Friday, March 19, 2010
Prior to the Supreme Court’s recent opinion in Arizona v Gant, it was standard practice under New York v Belton for police to conduct a search incident to arrest (SITA) of the passenger compartment whenever they arrested the driver or a recent occupant of the vehicle. Police officers had begun to treat the SITA of a vehicle as a powerful investigative tool, using traffic stops and arrests to get a free search for evidence of more serious crimes At least as a formal matter, Arizona v Gant changed all this. In Gant the Supreme Court reviewed a Fourth Amendment challenge to an automobile search incident to arrest conducted after the driver had been arrested, handcuffed and secured in the police car. The Court held that police may not do a SITA of an automobile once the arrestee “has been secured and cannot access the interior of the vehicle” unless it is “reasonable to believe evidence relevant to the crime of arrest might be found in the vehicle.” For all practical purposes this holding means the end of Belton SITAs. It is standard protocol for police to order a potential arrestee out of his automobile, frisk him, handcuff him, and secure him in the officer’s vehicle. This means that SITAs of automobiles will almost never be justified.
When Gant came before the Supreme Court, both law enforcement and the defense bar viewed it as a big deal. Defense attorneys urged the Supreme Court to eliminate the automatic Belton search, which was widely viewed as creating incentives for pretextual traffic stops and exploratory searches. Law enforcement officials argued against overruling Belton on the grounds that eliminating the vehicle SITA would compromise officer safety and hamstring police investigators. In my view, neither side got precisely what it wanted.

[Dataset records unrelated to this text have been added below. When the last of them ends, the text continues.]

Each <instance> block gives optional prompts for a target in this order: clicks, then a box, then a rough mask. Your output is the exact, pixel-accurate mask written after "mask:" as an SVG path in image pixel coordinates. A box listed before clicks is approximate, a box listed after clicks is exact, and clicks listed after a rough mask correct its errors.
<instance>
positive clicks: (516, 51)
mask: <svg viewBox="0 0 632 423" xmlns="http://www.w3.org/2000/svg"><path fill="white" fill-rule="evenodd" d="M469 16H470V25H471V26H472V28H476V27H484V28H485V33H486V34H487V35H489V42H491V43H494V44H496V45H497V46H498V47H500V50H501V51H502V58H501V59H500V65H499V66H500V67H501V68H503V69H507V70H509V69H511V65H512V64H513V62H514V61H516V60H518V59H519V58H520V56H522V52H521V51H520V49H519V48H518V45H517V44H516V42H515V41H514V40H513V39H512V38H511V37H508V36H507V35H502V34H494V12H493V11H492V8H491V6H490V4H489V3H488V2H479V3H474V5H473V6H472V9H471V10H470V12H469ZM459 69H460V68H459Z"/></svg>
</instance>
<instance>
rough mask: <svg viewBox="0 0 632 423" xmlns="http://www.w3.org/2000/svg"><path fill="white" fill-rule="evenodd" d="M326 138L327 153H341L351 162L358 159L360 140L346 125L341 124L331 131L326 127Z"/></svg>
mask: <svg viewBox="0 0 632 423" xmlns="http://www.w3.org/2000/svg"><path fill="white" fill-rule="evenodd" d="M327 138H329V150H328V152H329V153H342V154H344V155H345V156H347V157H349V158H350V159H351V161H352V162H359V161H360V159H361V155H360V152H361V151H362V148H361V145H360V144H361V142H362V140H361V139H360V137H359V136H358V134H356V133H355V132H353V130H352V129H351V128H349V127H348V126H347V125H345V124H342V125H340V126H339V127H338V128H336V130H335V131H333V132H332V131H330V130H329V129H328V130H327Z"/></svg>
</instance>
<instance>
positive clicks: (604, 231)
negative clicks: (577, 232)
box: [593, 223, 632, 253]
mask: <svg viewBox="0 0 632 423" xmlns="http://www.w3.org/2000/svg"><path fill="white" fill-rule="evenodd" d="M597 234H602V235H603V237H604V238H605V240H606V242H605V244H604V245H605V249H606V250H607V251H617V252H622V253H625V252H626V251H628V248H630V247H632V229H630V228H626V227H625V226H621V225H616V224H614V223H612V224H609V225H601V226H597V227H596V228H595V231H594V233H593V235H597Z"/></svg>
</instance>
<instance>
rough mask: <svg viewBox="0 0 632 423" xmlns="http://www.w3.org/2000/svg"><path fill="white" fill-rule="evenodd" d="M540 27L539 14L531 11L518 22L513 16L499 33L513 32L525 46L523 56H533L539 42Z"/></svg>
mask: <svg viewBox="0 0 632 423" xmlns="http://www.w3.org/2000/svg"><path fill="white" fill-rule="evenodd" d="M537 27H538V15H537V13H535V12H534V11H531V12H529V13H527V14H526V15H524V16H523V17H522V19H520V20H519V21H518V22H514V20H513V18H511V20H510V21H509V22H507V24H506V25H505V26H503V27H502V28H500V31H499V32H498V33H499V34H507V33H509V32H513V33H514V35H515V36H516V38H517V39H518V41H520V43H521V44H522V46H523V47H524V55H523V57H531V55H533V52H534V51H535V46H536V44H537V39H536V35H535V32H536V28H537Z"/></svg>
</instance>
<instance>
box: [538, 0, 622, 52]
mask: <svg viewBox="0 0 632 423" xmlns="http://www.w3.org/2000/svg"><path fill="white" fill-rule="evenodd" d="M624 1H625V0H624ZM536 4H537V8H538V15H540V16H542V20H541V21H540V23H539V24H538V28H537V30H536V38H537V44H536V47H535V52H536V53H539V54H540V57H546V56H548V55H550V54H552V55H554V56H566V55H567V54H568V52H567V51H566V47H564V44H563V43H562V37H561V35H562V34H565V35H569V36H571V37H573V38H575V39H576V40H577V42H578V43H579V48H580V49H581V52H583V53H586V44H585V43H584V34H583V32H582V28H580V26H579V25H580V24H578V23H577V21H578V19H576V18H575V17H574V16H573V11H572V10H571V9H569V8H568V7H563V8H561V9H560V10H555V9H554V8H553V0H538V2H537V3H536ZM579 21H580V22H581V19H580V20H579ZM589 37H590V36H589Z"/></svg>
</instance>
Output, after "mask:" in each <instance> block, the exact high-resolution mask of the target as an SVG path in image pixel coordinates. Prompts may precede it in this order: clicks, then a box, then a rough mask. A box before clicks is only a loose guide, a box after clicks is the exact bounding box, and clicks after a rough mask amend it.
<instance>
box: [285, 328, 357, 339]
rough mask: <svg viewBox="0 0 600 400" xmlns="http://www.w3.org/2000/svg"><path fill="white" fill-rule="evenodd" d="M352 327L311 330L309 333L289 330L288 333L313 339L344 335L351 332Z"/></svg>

This article forecasts the implications of the Court’s holdings and analysis in Gant. Part I describes the judicial landscape that gave rise to the reconsideration of Belton and analyzes the Gant opinions. Part II explores the conflicting claims by police officers and the defense bar about the likely effect of Gant on police practices. I conclude that Gant’s first holding – effectively eliminating the vehicle SITA for traffic arrests -- will make exploratory searches more costly but will not eliminate them. As to Gant’s second holding – that police may conduct a SITA if it is reasonable to believe evidence of the crime of arrest might be found in the vehicle – I fault the Court for using language that tracks neither probable cause nor reasonable suspicion. The Court’s Delphic language is sure to leave the lower courts in disarray. Part III considers the broader implications of Gant. I argue first that Gant represents another step in the march toward a Fourth Amendment jurisprudence of interest balancing. Second, while Gant articulated a coherent rationale for the SITA in a vehicle, the same rationale may have destabilized SITA law applicable to arrests in the home under Chimel. Finally, I challenge the familiar claim – made by those who argued against overruling Belton – that “bright line” rules are necessary in contexts that implicate concerns about police officer safety.